Youth doesn't always have an advantage
CHICAGO - Only three players on the 76ers' roster have advanced to the second round of the playoffs. The team is filled with young players whose playoff experience is mostly of the ousted-quick variety or not making it all.
CHICAGO - Only three players on the 76ers' roster have advanced to the second round of the playoffs. The team is filled with young players whose playoff experience is mostly of the ousted-quick variety or not making it all.
Elton Brand, Tony Battie and Sam Young have reached the second round in their careers and each knows how tough the close-out game of a series can be.
"Close-out games are notoriously tough, but I'd rather be in the position to be up 3-1 and have an opportunity to close things out," Brand said. "But it's never easy. The younger guys are just young. They don't even realize what they're getting into. It's a fun spirit around here. There's not a lot of pressure on the guys, they're just having fun playing basketball. Now the veteran guys, we're a little more nervous. We have to tell the young guys to calm down."
They all will have to wait until Thursday for another chance to advance after Tuesday night's 77-69 loss to the Bulls, who now trail the series, 3-2.
Game 5 difficult
With his team ahead 3-1 in the series and a chance to have his No. 8 seed oust the top-seeded Bulls, coach Doug Collins knew full well the pressure and the obstacles that his team faced.
"When I was broadcasting, I used to call this a human nature game," Collins said. "The team that's up 3-1, if you get down, do you have that fight to get back in the game and do the things you have to do to win games like we've won in this series, or do you settle into that human nature of if we don't get it tonight we still have a couple more?
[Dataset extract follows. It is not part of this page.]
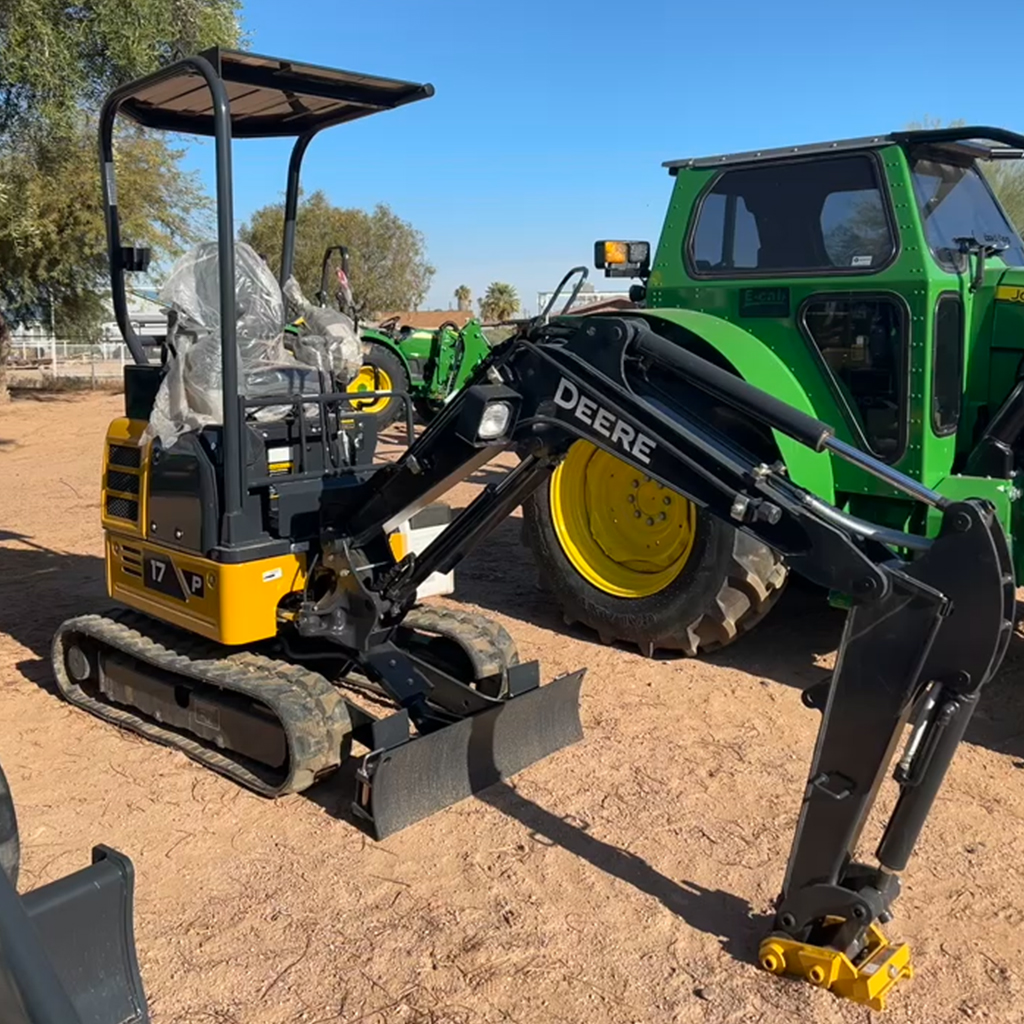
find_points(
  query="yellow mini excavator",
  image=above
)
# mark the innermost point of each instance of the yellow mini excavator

These games are the kind of games where teams really have to settle in."
The Sixers struggled in the second quarter and the Bulls went on a 9-2 run over the final 5 minutes to take a nine-point halftime advantage.
"I didn't see any give-in by our guys," Collins said after the loss. "I feel good about that. Our guys are resilient. Teams are struggling to get into the 80s. That's playoff basketball."
No Noah
Bulls coach Tom Thibodeau remained coy before Tuesday night's game. Asked if injured center Joakim Noah would miss a second game with a sprained left ankle, Thibodeau replied, "Game-time."
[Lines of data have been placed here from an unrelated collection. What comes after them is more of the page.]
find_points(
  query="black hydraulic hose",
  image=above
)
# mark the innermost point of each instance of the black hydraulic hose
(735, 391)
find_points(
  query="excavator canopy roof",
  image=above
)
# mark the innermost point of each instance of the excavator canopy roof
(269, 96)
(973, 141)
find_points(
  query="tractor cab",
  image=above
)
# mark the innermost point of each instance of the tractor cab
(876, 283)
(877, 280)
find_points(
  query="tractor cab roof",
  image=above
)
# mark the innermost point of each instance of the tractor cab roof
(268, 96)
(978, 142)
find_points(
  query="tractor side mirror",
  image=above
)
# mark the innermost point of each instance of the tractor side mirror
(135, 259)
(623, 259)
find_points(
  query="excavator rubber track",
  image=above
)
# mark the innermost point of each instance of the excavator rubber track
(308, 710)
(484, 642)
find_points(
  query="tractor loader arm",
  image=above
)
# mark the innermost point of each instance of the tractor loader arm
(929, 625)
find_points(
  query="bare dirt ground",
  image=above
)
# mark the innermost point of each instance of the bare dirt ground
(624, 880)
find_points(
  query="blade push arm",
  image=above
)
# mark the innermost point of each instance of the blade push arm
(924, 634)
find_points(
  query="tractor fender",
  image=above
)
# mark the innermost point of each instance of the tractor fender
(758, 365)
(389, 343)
Less than 3 minutes before Thibodeau spoke, Noah had hobbled into the Bulls' locker room, just 90 minutes before tipoff. He looked sad. He did not play.
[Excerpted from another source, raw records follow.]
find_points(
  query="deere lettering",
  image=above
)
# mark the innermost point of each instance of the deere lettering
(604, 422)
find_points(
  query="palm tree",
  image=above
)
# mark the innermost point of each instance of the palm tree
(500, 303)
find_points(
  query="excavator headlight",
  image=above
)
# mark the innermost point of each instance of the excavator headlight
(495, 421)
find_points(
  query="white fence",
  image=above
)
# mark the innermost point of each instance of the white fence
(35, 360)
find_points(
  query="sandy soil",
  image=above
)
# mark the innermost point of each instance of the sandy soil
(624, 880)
Instead, Omar Asik started his second straight game in Noah's place. Noah did shoot free throws at the morning shootaround, removing the walking boot he has been wearing to do so. His status for Game 6 remains up in the air.
Things got worse for the Bulls when Taj Gibson turned an ankle toward the end of the third quarter and went to the locker room. He eventually returned.
Stiff upper lip
In the wake of NBA commissioner David Stern acknowledging that the rash of injuries around the league could be the result of the compressed, 66-game schedule imposed after the lockout, Tom Thibodeau declined to wallow in self-pity:
"Injuries are part of the game whether it's a lockout season or not," he said.
Thibodeau's team was devastated when reigning MVP Derrick Rose blew out a knee in Game 1 after struggling with injuries all season - as did teammate Richard Hamilton. Noah then sprained his ankle in Game 3, a fluke accident.
"We've done all the numbers," Stern told Jim Rome on CBS Sports Network on Tuesday. "We think there are actually about the same number of injuries. When Derrick Rose went down with his ACL everyone said it's the compressed schedule. Usually you have five of those a year, this year we had two before the playoffs and now we have two in the playoffs, so now we have four.
"The one thing I do know, we've had more lost games because of injuries because the compressed schedule takes away a day of rest for a minor injury," he said. "And therefore the player is kept out by his coach for what is a game that would have been an off day before."
The back problems of Magic center Dwight Howard, Knicks forward Amare Stoudemire and Celtics guard Ray Allen, among other chronic injuries to prominent players, have been blamed, at least in part, on the strenuous schedule over the shortened season.
"All their injuries were unfortunate, but it is an advantage for us," Sixers guard Jrue Holiday said.